Though he might fret about the future, Juncosa looks back fondly on his eight years in Dublin. Given its small size, he was quickly able to get a handle on the arts scene, both in the capital and nationally. He was struck by the seriousness of the community here, and “being quite honest, quite impressed” with the standard of art and the network of galleries that catered for contemporary work. With local artists so well-served, Juncosa felt confident he could branch out, and began putting what has been a distinctly international stamp on exhibitions at Imma.

Over the years, painters like Frieda Khalo, Alex Katz and Philip Taffe have featured, and Juncosa’s commitment to the other art forms (he is a published poet) was exemplified by an exhibition based on the composer Morton Feldman’s influence on the visual arts.

“I tried to do something dynamic,” he says, “to programme something every month: exhibitions, lectures, family events, concerts, things like that, to make people aware things are happening here.”

Building up Imma’s profile in this way has been about trust as much as anything, he says. “Even if the audience does not know the artist, they know the museum. Even if it’s a young artist from Mexico, or a collaboration with the Dublin dance festival, or something with writers and composers, they go because they know the museum.”
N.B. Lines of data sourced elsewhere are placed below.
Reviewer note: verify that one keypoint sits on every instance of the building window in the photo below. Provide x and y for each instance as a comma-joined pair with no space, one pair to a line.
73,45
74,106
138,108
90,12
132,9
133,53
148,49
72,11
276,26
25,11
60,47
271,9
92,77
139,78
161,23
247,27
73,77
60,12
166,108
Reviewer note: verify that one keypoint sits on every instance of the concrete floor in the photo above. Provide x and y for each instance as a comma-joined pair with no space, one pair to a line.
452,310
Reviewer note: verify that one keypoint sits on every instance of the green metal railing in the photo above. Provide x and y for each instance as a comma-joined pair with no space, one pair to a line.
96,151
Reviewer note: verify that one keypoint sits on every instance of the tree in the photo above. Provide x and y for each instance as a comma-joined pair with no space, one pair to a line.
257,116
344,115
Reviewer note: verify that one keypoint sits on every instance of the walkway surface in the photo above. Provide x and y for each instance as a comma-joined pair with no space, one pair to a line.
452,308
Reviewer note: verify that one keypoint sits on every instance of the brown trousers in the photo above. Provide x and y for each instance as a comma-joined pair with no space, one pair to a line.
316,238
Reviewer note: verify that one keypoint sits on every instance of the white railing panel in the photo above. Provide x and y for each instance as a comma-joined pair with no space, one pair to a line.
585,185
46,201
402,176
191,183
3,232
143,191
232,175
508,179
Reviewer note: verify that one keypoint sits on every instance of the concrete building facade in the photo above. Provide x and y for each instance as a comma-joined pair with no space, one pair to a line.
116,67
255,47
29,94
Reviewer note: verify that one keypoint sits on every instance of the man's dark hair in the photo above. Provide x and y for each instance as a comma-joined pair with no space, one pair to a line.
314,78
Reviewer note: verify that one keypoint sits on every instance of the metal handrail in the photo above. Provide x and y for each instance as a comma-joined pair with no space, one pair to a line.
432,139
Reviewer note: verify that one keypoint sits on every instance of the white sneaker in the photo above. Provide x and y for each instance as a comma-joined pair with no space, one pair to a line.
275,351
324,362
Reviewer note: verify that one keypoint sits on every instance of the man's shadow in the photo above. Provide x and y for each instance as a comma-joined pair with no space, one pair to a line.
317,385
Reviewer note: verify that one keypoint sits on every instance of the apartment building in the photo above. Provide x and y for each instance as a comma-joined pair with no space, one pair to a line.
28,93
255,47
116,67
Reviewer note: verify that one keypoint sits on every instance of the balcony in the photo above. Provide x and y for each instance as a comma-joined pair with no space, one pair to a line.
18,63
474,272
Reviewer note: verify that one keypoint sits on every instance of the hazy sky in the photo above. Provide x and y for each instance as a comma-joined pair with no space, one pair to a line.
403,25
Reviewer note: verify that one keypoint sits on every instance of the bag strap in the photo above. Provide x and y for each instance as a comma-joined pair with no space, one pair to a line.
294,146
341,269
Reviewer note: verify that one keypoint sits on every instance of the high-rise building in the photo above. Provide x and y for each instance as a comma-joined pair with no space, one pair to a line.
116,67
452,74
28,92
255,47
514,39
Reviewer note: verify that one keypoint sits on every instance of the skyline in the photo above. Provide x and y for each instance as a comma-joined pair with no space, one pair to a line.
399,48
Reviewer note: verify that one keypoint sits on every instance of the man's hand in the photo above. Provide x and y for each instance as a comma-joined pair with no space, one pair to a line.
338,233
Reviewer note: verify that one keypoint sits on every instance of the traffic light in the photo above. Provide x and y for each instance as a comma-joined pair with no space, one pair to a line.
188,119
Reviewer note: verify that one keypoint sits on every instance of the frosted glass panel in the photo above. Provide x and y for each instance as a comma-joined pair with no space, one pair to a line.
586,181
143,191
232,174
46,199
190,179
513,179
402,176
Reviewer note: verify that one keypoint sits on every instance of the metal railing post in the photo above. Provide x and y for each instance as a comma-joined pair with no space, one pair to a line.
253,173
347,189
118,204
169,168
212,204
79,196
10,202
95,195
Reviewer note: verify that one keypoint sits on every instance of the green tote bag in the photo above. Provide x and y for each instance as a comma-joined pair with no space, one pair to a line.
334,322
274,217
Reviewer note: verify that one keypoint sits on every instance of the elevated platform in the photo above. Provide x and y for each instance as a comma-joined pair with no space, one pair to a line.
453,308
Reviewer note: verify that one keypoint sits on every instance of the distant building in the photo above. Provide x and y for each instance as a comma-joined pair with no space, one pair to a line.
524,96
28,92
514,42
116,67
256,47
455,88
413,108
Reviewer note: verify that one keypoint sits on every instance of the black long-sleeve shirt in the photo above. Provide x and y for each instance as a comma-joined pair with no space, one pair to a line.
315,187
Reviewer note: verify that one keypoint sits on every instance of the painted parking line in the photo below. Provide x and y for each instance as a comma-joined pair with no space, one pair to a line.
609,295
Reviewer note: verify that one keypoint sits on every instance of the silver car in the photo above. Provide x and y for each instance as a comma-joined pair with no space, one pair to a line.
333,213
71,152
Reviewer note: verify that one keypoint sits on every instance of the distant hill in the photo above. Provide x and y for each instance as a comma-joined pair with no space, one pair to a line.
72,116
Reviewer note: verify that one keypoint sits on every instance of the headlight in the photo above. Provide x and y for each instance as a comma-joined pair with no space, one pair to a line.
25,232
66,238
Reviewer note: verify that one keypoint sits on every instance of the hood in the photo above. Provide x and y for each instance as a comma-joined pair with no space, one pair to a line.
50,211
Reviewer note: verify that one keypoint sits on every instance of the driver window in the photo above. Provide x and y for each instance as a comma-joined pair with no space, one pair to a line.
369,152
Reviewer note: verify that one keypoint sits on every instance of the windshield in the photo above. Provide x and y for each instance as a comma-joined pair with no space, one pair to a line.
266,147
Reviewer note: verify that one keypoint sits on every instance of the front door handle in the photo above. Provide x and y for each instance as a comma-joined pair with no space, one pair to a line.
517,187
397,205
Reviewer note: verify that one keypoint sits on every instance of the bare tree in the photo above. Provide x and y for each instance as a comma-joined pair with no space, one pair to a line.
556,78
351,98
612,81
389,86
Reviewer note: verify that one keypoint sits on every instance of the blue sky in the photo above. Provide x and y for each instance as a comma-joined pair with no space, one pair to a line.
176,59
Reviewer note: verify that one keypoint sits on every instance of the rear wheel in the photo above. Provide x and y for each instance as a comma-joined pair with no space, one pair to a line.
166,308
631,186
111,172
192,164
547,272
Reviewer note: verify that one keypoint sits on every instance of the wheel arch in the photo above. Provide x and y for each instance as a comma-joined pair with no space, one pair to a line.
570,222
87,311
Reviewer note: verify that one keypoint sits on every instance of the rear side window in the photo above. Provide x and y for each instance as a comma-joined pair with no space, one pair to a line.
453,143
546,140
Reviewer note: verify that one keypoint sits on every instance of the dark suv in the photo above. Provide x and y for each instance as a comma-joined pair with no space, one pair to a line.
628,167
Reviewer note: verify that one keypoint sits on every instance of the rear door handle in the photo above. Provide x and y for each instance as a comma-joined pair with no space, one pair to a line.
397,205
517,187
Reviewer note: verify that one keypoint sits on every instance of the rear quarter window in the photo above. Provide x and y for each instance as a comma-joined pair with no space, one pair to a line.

Imma is never going to be a Tate Modern or a Pompidou, with massive, long-running shows and retrospectives. But Juncosa has made a virtue of this, with frequently rotating, smaller shows that provide sufficient depth for a rewarding afternoon, without being exhaustive, or, as is often the case in Paris or London, exhausting.

Perhaps the one exception to this style of show was the culmination of Juncosa’s tenure: The Moderns, a survey of Irish art and design in the 20th-century that was made possible by Juncosa’s assiduous buying, which filled some gaps in the museum’s collection, allowing a show that amounted to an affirmation of the vibrancy of visual culture in Ireland. “After eight years, I felt I should do a whole-museum show,” says Juncosa, adding that Imma’s own 20th anniversary was a fitting time for it.

His ideal would be to have The Moderns on permanent display, something which might be possible in the refurbished building. Of course, the new director might have other ideas, but as he contemplates life as a freelance curator and writer, Juncosa is sure of, and proud of, one thing: “We have a good collection.”